“Careful, son,” Hera warned. “My mirrors love to play with liars. I wonder what secret you’ve managed to keep hidden, even from your dear mother.” She spoke with faux sincerity, her high-pitched whine clawing at my eardrums.
Caelus said nothing, enduring her baiting in silence. But soon, several more wounds opened on his body. On each of us. We were each a patchwork of cuts, tears, torn clothing, and grimaces of pain.
Every time we gave in — every time we smashed the polished glass — the mirrors simply repaired themselves. The cycle restarted.
Death by a thousand cuts, indeed.
Eventually, Arch was the first to break. He fell to his kneeswith a cry of anguish as blood blossomed from the space beneath his cuirass. A circular puncture wound, almost as if a spear had impaled him, marred the flesh just above his hip bone.
“I can’t take it any longer!” he cried out.
My lip quavered. It hurt to see a friend break, knowing I was powerless to stop it. Even if I gave my own truth — which I could not afford to do with Hera present — it would not spare Archimedes from the pain. Just prolong it.
“I’m… I’m dying,” he choked out, his breath coming in short, sharp gasps.
“You’ve only been stabbed. You won’t die,” Hera sneered.
“No. That’s not what I mean.” Arch swallowed roughly. “My hidden truth is that I’m dying. A little at a time.”
My hand flew to my mouth in an odd combination of horror and confusion. We suffered no sickness; time would not weary us — I knew Archimedes was almost two centuries old, but that was still youthful by the gods’ standards. He bore no wound inflicted by immense power or by Titan blade.
I don’t understand.
“Do go on, boy,” Hera taunted, glee warping her dainty features into something wicked. Something evil.
I barely registered the sting of a blade coming down on my foot. But I felt the burn of pain as it was yanked back out.
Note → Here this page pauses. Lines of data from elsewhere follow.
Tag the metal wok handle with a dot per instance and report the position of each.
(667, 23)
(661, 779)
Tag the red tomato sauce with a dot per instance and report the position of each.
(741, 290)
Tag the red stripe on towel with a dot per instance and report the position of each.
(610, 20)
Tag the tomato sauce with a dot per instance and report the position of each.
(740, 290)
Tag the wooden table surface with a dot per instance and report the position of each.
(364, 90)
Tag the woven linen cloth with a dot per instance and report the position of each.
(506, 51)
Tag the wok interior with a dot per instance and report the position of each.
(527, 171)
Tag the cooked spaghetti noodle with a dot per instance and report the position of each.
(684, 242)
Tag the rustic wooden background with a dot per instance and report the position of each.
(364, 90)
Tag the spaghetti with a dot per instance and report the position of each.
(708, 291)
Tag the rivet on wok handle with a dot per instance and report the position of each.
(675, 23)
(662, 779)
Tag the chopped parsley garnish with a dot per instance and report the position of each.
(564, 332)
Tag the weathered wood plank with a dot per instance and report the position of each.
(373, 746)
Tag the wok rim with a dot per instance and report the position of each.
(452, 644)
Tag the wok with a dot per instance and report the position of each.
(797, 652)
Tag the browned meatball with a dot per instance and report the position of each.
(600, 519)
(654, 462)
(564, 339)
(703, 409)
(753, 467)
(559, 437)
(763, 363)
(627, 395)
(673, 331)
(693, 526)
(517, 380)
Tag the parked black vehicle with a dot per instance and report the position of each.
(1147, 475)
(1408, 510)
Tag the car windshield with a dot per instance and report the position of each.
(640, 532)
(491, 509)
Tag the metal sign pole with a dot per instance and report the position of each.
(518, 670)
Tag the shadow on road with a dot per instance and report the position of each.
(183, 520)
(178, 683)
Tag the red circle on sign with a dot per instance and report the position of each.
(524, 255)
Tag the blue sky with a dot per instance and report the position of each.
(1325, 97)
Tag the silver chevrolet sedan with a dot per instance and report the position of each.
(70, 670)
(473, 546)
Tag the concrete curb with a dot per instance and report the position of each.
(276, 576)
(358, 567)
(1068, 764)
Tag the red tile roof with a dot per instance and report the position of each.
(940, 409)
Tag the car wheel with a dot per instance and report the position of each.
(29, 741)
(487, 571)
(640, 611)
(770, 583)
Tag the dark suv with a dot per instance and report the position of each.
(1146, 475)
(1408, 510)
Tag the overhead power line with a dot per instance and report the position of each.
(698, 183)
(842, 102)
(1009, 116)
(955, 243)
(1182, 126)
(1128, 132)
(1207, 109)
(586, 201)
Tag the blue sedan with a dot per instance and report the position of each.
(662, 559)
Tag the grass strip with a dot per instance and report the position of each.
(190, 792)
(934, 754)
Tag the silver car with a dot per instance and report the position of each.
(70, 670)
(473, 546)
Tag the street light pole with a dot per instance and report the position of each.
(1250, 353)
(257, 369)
“Ahhh!” I cried out, clutching my boot. I didn’t know how much more I could take either. My father had ensured my training included being able to withstand torture, but I doubted he’d imagined he’d be the one to inflict it.
I knew exactly why the mirror showed him.Hewas my truth. And revealing it would weaken the Underworld.
Not yet.
Not until I was out of options — out of resolve.
“I was tinkering in the forge one day,” Arch gasped, “when I stumbled across something I shouldn’t have. A voice whisperedinto my ear, told me exactly what to do — and I listened. I unknowingly forged a Titan dagger,” he sobbed. “I didn’t mean to!” he yelled at Caelus.
Caelus remained still, brows drawn low over his eyes like he did whenever he was trying to figure something out.
“I handed it to my father, knowing exactly what I’d made. He, in turn, handed it over to the King and Queen of Olympus.” Archimedes spat at Hera’s feet.
Oh, no. I had a horrible feeling that I knew exactly where this was going.
“My hands created the blade that pierced your father’s heart, Caelus… I’m so sorry,” he said softly, before hissing a breath at the new cut across his nose. “Ever since that day — ever since I channelled a power no god should be able to wield — my power has been waning.”
Arch dropped his head. I wasn’t even sure if Caelus breathed, he was so still.
“Every time I create something new, it takes a little more from me, feeding my power directly into that Furies-damned dagger,” he spat. “I don’t know how much I have left… But it’s only a fraction of what I had.”
“What will happen when it’s all gone?” I asked.
At first, no one answered. Then Apollo slowly lifted blood-slicked fingers.
Our power is what sustains us. When it’s all gone, so, too, are we.
He lowered his hands solemnly, eyeing Arch with profound sadness.
“You may go, Archimedes,” Hera said happily, as though dismissing a student from class. She waved a hand in the air and a single mirror swivelled outwards.